The Great Barrier Reef has been pronounced deceased by environmentalist Rowan Jacobson in a posthumous tribute.
The reef, which is the biggest in the world, stretching for over 1,400 miles of Queensland’s north-west coast and containing 1,625 species of fish, 3,000 molluscs and 30 different types of whale and dolphin, has been under threat from coral bleaching for the last few decades, with environmental groups battling to save the natural wonder.
A visit to the reef by professionals in September found that 60 per cent of the whole reef was bleached, with another 19-20 per cent covered in sludgy brown algae
"If it [the reef] was a person, it would be on life support" Professor Tim Flannery, who was present at the visit to the reef last month, told ABC News.
"We wanted to see how much repair there'd been, but the coral we saw bleached and in danger a few months back has now mostly died."
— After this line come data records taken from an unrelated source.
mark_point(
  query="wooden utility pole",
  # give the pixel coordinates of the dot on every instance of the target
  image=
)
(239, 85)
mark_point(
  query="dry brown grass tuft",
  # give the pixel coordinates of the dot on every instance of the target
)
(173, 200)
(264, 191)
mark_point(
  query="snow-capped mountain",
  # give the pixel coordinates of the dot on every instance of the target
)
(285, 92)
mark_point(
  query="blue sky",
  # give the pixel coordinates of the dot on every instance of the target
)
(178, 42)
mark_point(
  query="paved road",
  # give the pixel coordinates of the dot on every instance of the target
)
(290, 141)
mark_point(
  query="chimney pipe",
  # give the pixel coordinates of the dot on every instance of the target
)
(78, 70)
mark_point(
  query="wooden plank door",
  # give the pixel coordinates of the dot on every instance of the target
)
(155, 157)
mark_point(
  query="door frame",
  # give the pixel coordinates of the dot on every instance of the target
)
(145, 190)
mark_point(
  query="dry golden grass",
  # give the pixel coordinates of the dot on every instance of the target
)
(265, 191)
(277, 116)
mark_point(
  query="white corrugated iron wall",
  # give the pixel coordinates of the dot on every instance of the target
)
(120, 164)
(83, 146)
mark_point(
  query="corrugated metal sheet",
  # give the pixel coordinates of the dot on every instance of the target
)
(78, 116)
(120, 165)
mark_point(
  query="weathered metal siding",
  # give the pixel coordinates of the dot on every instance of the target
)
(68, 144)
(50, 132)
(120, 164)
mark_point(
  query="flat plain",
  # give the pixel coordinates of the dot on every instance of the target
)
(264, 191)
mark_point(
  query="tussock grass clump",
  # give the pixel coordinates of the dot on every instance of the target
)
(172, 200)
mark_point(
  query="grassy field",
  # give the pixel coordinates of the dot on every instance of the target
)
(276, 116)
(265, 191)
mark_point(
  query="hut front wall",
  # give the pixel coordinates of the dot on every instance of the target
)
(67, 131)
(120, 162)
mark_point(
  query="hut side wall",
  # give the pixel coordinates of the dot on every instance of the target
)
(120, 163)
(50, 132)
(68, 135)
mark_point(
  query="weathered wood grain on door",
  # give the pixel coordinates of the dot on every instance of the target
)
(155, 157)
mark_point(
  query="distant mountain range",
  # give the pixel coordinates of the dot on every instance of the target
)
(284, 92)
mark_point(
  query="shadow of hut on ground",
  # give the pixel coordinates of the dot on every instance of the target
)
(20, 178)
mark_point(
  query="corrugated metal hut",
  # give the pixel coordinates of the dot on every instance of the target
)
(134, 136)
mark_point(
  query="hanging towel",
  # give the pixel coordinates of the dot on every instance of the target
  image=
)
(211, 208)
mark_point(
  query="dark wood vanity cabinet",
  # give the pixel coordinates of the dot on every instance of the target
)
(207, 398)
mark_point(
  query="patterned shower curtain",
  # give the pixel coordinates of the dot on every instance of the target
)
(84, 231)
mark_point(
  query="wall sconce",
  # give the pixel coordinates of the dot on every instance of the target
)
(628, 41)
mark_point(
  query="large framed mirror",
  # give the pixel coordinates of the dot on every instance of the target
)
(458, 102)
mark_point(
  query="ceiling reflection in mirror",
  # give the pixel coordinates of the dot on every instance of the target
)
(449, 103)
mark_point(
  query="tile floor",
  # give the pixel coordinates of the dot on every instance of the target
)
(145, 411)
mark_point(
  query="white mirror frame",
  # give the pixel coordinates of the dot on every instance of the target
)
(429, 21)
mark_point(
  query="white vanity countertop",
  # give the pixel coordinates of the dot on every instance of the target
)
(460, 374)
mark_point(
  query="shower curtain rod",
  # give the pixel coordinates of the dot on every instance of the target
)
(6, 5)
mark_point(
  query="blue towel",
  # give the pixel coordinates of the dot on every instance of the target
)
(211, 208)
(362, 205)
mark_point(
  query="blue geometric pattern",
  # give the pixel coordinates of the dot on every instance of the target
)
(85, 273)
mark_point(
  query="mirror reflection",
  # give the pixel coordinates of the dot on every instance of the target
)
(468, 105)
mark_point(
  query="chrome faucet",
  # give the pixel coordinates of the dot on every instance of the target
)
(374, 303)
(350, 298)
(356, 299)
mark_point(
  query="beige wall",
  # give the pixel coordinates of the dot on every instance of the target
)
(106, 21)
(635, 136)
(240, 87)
"A whole lot of white coral out there that's been killed by Crown of Thorns starfish because it was too weak to defend itself."
In order to try and save the planet’s great marine wildernesses from dying, a coral reef summit has been organised, with experts from developing countries gathering in a global effort to save as much of the reef as possible as well as protecting and planning a strategy for the wildlife that call it home.
This awful news, announced in dramatic style by Jacobson's article, comes hot on the heels of a warning from Charlie Veron, longtime chief scientist for the Australian Institute of Marine Science, only seven years ago in London, in which he predicted this outcome.
“The whole northern section is trashed. It looks like a war zone. It’s heartbreaking" said Vernon in 2009.
"I used to have the best job in the world. Now it’s turned sour... I’m 71 years old now, and I think I may outlive the reef."